RosNav-RL Developer Guide

1. Executive Summary

Project Purpose

This is the official Rosnav-RL package. The Rosnav-RL framework provides tools to construct a deep reinforcement learning agent for autonomous robot navigation, straight-forward development of a training pipeline and further testing across different platforms. It provides a highly-modular, flexible and unified interface for defining an agent with a neural network, reward function, action and observation space. The configuration layout provides a wide range of settings to encourage experimentation. The framework is intended to facilitate multiple reinforcement learning libraries for the application on learning-based navigation systems for mobile robots in ROS1.

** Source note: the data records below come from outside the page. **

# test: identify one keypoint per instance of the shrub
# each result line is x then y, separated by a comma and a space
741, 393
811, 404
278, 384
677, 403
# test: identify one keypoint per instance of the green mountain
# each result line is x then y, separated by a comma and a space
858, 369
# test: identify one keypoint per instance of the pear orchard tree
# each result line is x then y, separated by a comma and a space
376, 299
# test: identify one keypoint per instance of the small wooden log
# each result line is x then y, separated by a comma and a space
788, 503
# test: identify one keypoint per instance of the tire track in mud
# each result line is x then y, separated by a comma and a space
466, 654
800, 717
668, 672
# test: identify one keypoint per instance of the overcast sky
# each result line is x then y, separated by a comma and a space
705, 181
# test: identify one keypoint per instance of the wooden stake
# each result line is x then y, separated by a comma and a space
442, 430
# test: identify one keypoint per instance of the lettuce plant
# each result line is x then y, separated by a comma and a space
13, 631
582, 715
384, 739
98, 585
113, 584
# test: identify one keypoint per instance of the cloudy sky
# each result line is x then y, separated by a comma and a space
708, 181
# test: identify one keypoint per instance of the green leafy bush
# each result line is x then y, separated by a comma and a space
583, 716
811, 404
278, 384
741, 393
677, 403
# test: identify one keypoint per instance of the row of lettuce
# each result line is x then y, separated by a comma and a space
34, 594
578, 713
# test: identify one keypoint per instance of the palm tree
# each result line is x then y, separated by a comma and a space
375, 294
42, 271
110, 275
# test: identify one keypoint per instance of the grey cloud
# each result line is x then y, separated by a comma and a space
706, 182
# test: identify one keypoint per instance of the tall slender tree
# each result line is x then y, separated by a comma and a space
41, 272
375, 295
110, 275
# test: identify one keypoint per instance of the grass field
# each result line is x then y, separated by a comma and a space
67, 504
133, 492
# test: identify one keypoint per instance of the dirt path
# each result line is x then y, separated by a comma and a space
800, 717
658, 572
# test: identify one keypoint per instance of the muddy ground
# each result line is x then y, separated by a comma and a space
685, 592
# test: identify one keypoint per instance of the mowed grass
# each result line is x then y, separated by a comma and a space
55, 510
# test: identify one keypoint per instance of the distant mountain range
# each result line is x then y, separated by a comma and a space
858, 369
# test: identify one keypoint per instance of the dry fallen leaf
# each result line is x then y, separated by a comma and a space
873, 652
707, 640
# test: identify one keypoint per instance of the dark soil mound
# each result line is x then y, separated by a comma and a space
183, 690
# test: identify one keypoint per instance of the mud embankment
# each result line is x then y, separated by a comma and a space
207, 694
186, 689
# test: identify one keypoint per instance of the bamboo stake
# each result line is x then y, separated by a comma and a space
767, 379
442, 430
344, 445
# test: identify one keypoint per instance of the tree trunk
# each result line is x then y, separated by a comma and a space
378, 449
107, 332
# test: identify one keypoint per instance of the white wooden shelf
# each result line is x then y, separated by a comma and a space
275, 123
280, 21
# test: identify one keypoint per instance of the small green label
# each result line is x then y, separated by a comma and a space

Rosnav-RL was initially developed for the Arena-Rosnav environment, which is a simulation platform for training and evaluating navigation systems. Though, the framework can be easily integrated into other simulation environments.

Main Technologies

ROS 1 (Robot Operating System)
Python 3
StableBaselines 3 (RL framework)
PyTorch (Deep Learning)

Key Features

Environment-agnostic infrastructure for model development
Support for multiple reinforcement learning frameworks
Modular and straight-forward network architecture design
Flexible and easy-to-extend action- / observation space and reward system
Deployment-ready ROS action server for agents
Configuration management with Pydantic (robust configuration validation, serialization, and documentation)
Optional observations management coupled with space management
- Social navigation capabilities with pedestrian interaction
- Multiple sensor support (laser scans, RGBD cameras)

2. Project Architecture

High-Level Overview

The system is built around a modular reinforcement learning architecture that separates concerns between:

Reinforcement Learning Fr
Agent-specific space management
Reward calculation
Observation handling
Centralized parameters storage

Key Components

RosNav-RL
├── RL Agent
│   ├── Model Architecture
│   ├── Space Manager (Action-/ Observation Space Manager)
│   └── Reward Function
├── Observations
│   ├── Observation Manager
│   └── Observation Units
└── States
    ├── Agent State Container
    └── Simulation State Container

Data Flow

Stage	Component	Function
1. Input	Observations Dictionary	Raw data collection
2. Processing	Observation Manager	Data handling
	(Observation) Space Manager	Space-specific transformation
3. Decision	Model (Feature Extractors)	Feature engineering
	Model (Policy Network)	Action selection
4. Output	(Action) Space Manager	Command preparation
5. Execution	Robot Commands	Physical/ simulated execution

3. Setup & Installation

Prerequisites

Working ROS Noetic installation
Python 3.8+
Poetry

Environment Setup

Single-package installation:

# Clone repository
git clone https://github.com/your-org/rosnav-rl.git
cd rosnav-rl

# Install dependencies
poetry install

Add to existing workspace:

# Clone repository
git clone https://github.com/your-org/rosnav-rl.git

# Navigate to workspace
cd *path-to-workspace*
poetry add *path-to-rosnav-rl*

4. Code Organization

Directory Structure

agents/             # Agent storage
reward/             # Reward functions
rosnav_rl/
├── action_server/    # ROS action server implementation
├── cfg/             # Configuration management
├── model/           # RL model implementations
├── observations/    # Observation handling
├── reward/         # Reward system
├── spaces/         # Action and observation spaces
├── states/         # State management
└── utils/          # Utility functions

5. Core Concepts and Abstractions

Main Agent Interface

Core component in rosnav_rl/rl_agent.py
Coordinates interaction between Model, Space Manager and Reward Function
Provides main interface for Reinforcement Learning

class RL_Agent:
    def __init__(self, agent_cfg: AgentCfg, agent_state_container: AgentStateContainer):
        self._model = self.initialize_model()
        self._space_manager = self._initialize_space_manager()
        self._reward_function = self._initialize_reward_function()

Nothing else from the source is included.